We waited anxiously when our girlfriend left the table to get ready for the fashion show. We waited and waited and waited.
Two or three cups of coffee later, the band finally stopped and the owner of the dress shop, My Fair Lady, a man who looked more like an accountant than a fashion show host, came out to introduce the models. Frances dazzled us in a red jacket and palazzo pants and her trademark jewelry. Yes, she made the cane look like a smart accessory that everyone should own. No one looked at her problem feet or orthopedic shoes, only the aura of glamour that still persists.
We sat through an hour of middle-aged and senior models parading before us in very attractive and almost affordable outfits. We had to wait for the grand finale when our friend reappeared in a stunning sheer black and gold jacket perfect for a very dressy affair or an appearance at Story Salon. Frances can still enjoy the privilege of beauty and is ageless.

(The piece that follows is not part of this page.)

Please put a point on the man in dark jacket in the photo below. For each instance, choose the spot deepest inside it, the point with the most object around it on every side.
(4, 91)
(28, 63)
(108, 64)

We applauded and were sure lunch was about to be served, but no, it wasn’t. We had to sit through the Polynesian dancers dressed in their skimpy costumes and coconut shell bra cups, making us want to avoid desserts for the rest of our lives. They begged for volunteers to come up and make fools of themselves, but no luck. I wasn’t going to do the hula in my black pants suit.
The raffles came after that. I won a picture frame. Then I couldn’t leave without buying the same jacket Frances modeled. Way more than I ever spend, but it 50% off the regular price and my dear, darling ex friend said I looked smashing in it.
I had to get to the Y every day that week to work off the rich dessert placed in front of me at the North Hollywood Women’s Annual Luncheon, where my friend, Frances, was the featured run-way model and made us all eager to get a cane to match our earrings and proved again that her kind of glamour doesn’t fade.